In the concluding part of his Motion the noble Lord asks whether the Minister will consider issuing regulations to secure the more effective enforcement of the speed limit. The Minister has already included in the new Motor Vehicles (Construction and Use) Regulations, which come into force on the 31st May next, two Regulations designed to secure both more effective enforcement of speed limits and more facility for drivers to observe them. On every vehicle new after 1st October next, except those permanently restricted to a speed limit of twelve miles per hour or less, there must be fitted an instrument, not necessarily a speedometer, which will indicate to the driver within a margin of accuracy of plus or minus 10 per cent. when he is exceeding a speed of thirty miles per hour, or twenty miles per hour in the case of vehicles permanently restricted to that maximum speed. Further, from 1st October next heavy goods vehicles, articulated vehicles, goods motor cars exceeding one ton without pneumatic tyres, and motor tractors must carry at the rear a disc showing the figure "20" to indicate that they belong to the classes of vehicles permanently restricted to a maximum speed of twenty miles per hour.

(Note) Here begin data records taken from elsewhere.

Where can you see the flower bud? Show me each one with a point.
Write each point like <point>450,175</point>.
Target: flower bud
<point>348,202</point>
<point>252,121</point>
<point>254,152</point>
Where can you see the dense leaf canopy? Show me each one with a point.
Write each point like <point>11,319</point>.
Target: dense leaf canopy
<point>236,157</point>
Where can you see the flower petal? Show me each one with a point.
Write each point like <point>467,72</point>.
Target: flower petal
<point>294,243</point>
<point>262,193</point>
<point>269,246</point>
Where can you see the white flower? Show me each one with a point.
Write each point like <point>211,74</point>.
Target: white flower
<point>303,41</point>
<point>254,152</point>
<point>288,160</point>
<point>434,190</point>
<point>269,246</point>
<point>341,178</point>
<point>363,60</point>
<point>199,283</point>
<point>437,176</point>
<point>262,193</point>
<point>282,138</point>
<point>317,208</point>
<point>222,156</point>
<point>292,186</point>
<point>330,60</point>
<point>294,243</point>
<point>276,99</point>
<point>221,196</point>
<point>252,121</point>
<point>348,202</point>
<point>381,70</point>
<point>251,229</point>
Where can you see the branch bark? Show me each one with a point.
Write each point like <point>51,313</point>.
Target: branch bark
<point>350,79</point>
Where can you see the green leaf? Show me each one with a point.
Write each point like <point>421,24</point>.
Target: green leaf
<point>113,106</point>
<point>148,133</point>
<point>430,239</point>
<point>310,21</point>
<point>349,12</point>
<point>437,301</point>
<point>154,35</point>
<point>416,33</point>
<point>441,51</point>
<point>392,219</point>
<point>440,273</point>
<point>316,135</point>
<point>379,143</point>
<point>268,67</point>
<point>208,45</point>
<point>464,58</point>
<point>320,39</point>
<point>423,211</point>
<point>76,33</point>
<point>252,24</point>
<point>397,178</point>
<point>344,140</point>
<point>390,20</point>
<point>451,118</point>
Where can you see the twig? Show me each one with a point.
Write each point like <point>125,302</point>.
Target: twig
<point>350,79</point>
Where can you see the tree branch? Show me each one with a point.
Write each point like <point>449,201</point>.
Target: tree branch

The noble Lord refers to the adoption of a mechanical control which would prevent a motor car from exceeding the limit of thirty miles an hour. Such a mechanism would presumably have to be brought into operation by the driver himself as soon as he enters a built up area, and some means such as a tell-tale light would have to be provided to show he had done so. If the light failed it might be wrongly concluded that he had not put the mechanism into operation. Deliberate tampering with the apparatus would be difficult to detect. There is moreover the consideration that any sudden cutting-off of power of the engine might cause danger by limiting the driver's power of manœuvre in emergency. As regards plain-clothes police, discretion as to whether these or uniformed police should be employed in detecting breaches of the speed limit really rests with the chief constable concerned. I would just like to say, in conclusion, that the Minister welcomes any suggestion for reducing danger on the roads, and I can assure your Lordships that he will thoroughly examine the various interesting points which have been raised in the debate. I therefore wish to thank the noble Lord for initiating this debate, and in view of what I have said I hope he will not press his Motion.

LORD ELTON

My Lords, if I may be allowed to make two remarks about this debate, the noble Lord, Lord Ponsonby, apologised for what he called stretching the Motion. Certainly this interesting debate has by no means followed the lines of the Motion on the Order Paper, but who am I to say it has not gained by its Vagaries? Certainly I feel I have profited very much by listening to it, and the only regret I wish to express is that the hoary old issue, "Is the pedestrian or the m motorist responsible?" was again brought into the arena. It was, I think, the noble Earl, Lord Howe, who tossed the apple of discord, and it was dexterously caught by Lord Newton and passed on from hand to hand. It seems to me almost entirely irrelevant. We need a speed limit whether it is the fault of the child or of the motorist, and I should like to place it on record that I was very much surprised to hear the noble Viscount, Lord Elibank, charge me with having delivered a broadside attack on motorists. It was the last thing I intended to do, and I can only suppose that the impression was produced because of the fact that I was, after all, talking about a speed limit, and a speed limit is something imposed on motorists. I perfectly agree of course that the responsibility for accidents is shared by all classes of road users. I wish to thank the noble Earl for his long and painstaking reply, although I cannot pretend that I am entirely satisfied with it. I do not agree with all of it, and one of the main points as to the powers of the Minister he did not meet at all. But he dealt admirably with a number of points, and I am grateful to him for his assurance that the Minister will consider all the points which have been raised in the debate. I beg leave to withdraw my Motion.

Motion for Papers, by leave, withdrawn.

House adjourned at three minutes before seven o'clock.